A Geopolítica do Caos e da Fome
O texto que se segue foi escrito em Dezembro de 1998, há mais de 10 anos (incluí-o também no meu livro "Gritos Contra a Indiferença")...
Constato, infelizmente, que tinha razão!...
De regresso de várias viagens - à Guiné-Bissau (via Senegal) durante o último Verão, para apoio às populações vítimas da guerra; de uma estadia no Bangladesh onde a AMI está a financiar um projecto junto dos miseráveis deslocados pelas recentes inundações; de uma passagem por Nova Iorque, a convite da Fundação Konrad Hilton para participar num seminário sobre o Humanitário e o século XXI; e de uma missão humanitária nas Honduras para socorrer as vítimas do ciclone Mitch - devo confessar que concordo com o Sr. Ignacio Ramonet, director do “Le Monde Diplomatique”: estamos a caminho do caos. Ou paramos já (para escutarmos e socorrermos os gritos de desespero de ¾ da população mundial, para olhar e ver os erros cometidos nomeadamente na defesa do Homem e do meio ambiente e para pensarmos no que realmente queremos fazer do nosso mundo) ou todo este frenesim descontrolado pode levar-nos mesmo ao caos global.
Hoje, os políticos, os economistas e os financeiros estão todos ultrapassados, tentando no máximo gerir o dia a dia, pela rapidez com que a globalização se fez e pela instantaneidade com que os colossais fluxos financeiros se movimentam, destabilizando regiões inteiras num jogo virtual especulativo, perverso e perigosíssimo para o mundo inteiro. Estamos em equilíbrio muito instável em cima de um castelo de cartas que pode ruir de repente, levando consigo toda esta aparente e falsa tranquilidade. A falência do banco Barings e os efeitos do “el niño” e da “el niña” já deviam ter sido suficientes, entre muitos outros sinais de alerta, para nos chamar à razão e ao bom senso!
As revoluções tecnológica (tendencialmente desumanizante), económico – financeira (verdadeiro jogo como no “mercado dos futuros”!!) e social (a crise global do poder/ desemprego) em curso, estão a levar ao domínio total do financeiro sem rosto sobre o político, o social, o ético e o moral com todas as terríveis consequências. Sem querer ser o Velho do Restelo, grito: alerta!, cuidado!

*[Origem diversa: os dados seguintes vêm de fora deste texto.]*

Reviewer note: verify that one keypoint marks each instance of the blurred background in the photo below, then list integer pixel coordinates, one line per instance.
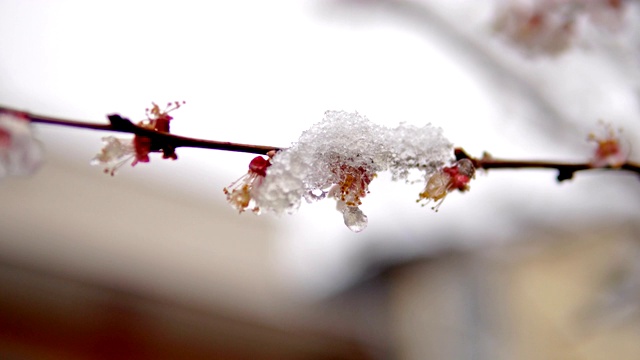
(153, 263)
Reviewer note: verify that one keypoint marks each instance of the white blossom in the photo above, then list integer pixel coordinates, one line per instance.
(20, 153)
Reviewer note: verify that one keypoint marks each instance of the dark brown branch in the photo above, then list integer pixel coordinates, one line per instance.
(120, 124)
(565, 170)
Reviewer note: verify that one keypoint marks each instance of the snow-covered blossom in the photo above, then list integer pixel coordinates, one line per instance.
(20, 153)
(610, 151)
(240, 192)
(118, 151)
(450, 178)
(551, 26)
(340, 156)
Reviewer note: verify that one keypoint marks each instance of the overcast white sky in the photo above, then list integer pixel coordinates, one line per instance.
(263, 71)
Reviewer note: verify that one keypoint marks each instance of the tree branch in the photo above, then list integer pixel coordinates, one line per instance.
(565, 170)
(119, 124)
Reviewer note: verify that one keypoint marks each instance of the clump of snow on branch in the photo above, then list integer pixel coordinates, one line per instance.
(20, 153)
(340, 156)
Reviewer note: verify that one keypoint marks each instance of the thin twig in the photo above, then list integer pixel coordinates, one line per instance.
(119, 124)
(565, 170)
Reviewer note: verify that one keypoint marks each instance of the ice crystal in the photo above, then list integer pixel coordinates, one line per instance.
(115, 153)
(20, 153)
(340, 156)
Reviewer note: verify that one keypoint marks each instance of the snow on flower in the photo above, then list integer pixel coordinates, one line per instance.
(552, 26)
(450, 178)
(20, 153)
(340, 156)
(240, 192)
(610, 152)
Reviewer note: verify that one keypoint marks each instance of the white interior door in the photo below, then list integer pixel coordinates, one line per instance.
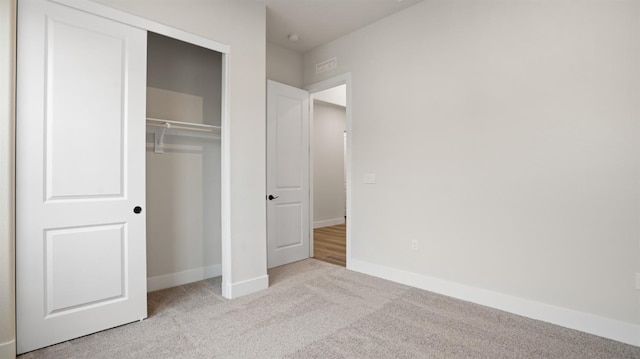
(80, 249)
(287, 174)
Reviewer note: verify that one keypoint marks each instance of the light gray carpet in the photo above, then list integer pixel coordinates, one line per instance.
(317, 310)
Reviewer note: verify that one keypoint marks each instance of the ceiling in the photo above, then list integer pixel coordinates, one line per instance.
(318, 22)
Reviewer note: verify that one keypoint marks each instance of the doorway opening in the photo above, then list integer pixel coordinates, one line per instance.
(183, 166)
(330, 180)
(329, 144)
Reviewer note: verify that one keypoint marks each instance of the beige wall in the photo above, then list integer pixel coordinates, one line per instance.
(7, 93)
(505, 137)
(284, 65)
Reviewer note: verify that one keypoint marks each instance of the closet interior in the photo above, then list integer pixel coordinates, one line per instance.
(183, 189)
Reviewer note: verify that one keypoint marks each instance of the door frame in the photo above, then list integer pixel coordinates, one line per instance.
(225, 147)
(344, 79)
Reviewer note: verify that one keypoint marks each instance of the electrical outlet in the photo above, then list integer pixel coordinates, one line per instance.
(369, 178)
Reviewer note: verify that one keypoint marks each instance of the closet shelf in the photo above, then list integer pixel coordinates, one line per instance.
(179, 128)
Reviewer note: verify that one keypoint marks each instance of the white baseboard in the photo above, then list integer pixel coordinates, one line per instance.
(585, 322)
(328, 222)
(239, 289)
(8, 350)
(180, 278)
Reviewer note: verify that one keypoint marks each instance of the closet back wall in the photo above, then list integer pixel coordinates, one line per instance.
(183, 183)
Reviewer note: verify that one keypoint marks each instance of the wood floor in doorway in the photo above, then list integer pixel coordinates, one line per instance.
(330, 244)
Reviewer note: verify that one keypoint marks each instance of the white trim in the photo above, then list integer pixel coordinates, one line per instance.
(184, 277)
(246, 287)
(146, 24)
(585, 322)
(8, 350)
(225, 185)
(328, 222)
(344, 79)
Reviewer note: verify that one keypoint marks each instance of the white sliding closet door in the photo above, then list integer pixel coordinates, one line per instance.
(80, 247)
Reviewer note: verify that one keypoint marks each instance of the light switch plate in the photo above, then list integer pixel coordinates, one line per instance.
(370, 178)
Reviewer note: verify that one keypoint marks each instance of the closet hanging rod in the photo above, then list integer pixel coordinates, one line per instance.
(178, 125)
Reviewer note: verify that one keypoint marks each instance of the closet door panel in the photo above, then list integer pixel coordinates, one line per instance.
(80, 247)
(96, 121)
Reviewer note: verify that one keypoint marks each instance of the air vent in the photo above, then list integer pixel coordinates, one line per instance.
(326, 65)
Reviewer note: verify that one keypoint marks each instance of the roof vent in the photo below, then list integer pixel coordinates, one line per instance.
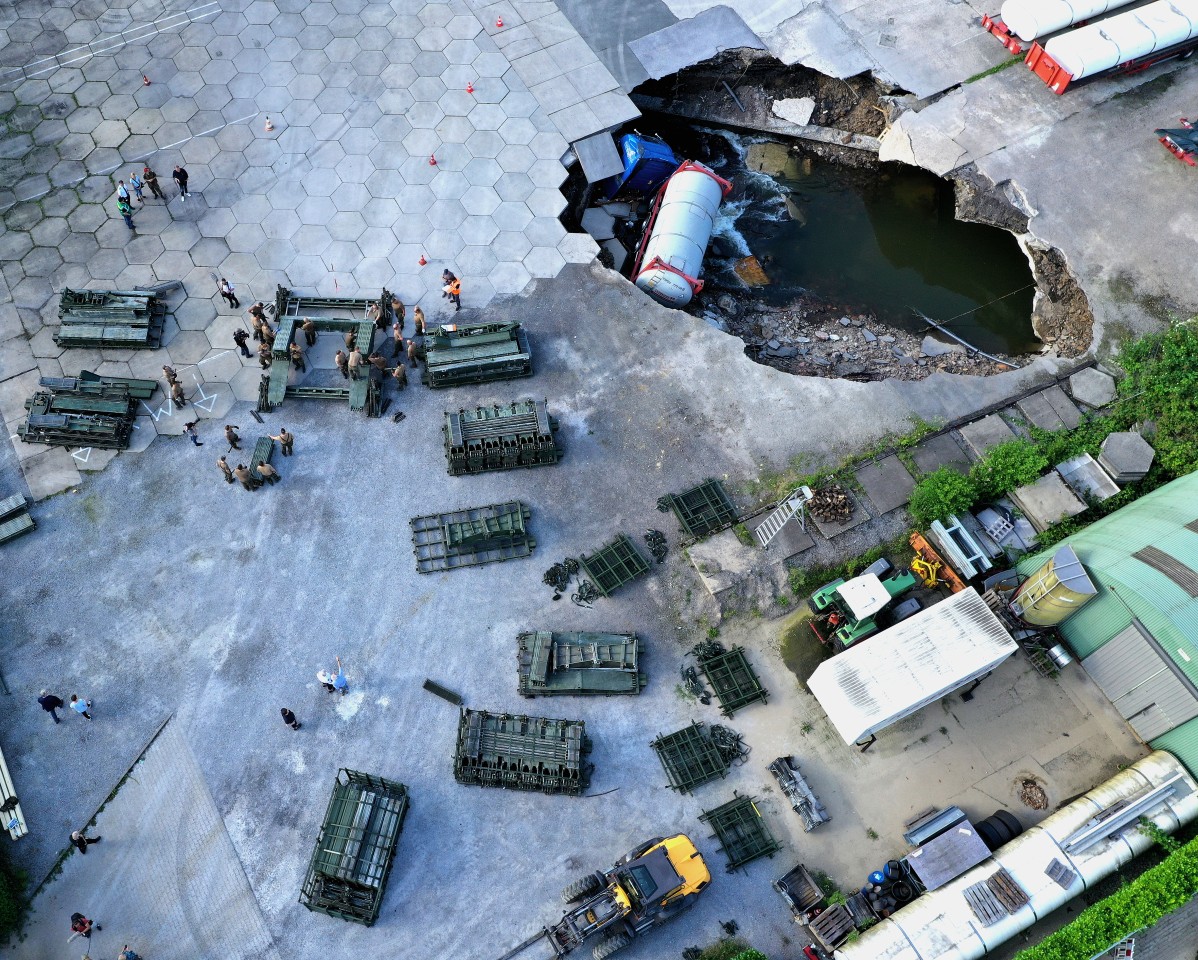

Com tanto miserável no nosso mundo onde umas 300 pessoas acumulam mais riqueza do que 3 biliões (50% da população mundial), onde o fosso entre o Norte e o Sul nunca foi tão abissal, onde as disparidades sociais nos países ditos civilizados e desenvolvidos nunca foi tão grande, isso só pode rebentar. Quando? Não sei! Só sei que assim não vamos a parte nenhuma. É tempo de inverter a marcha funesta que nos tem conduzido. Por favor, é preciso bom senso.
Após ter estado num espaço de um mês em Gabu, na Guiné, em Nova Iorque e a sua frenética Wall Street, em Bogra, no Bangladesh e em Tegucigalpa nas Honduras, estou em estado de choque. Não aceito tão fantásticas disparidades; não é humanamente suportável. Eu não consigo conviver com isso sem gritar a minha angústia, revolta e indignação e sem tentar, convosco, fazer algo de positivo pelos sofredores, pelo nosso mundo.
Peço-vos, pois, para reagirem. À escala individual, sejamos solidários. Não à indiferença, não à intolerância, não ao caos que alguns estão a oferecer a tantos, em nome de coisa nenhuma a não ser a insensatez e a cobiça. Temos, cada vez mais, de continuar juntos a nossa luta. Só ela dá sentido à vida.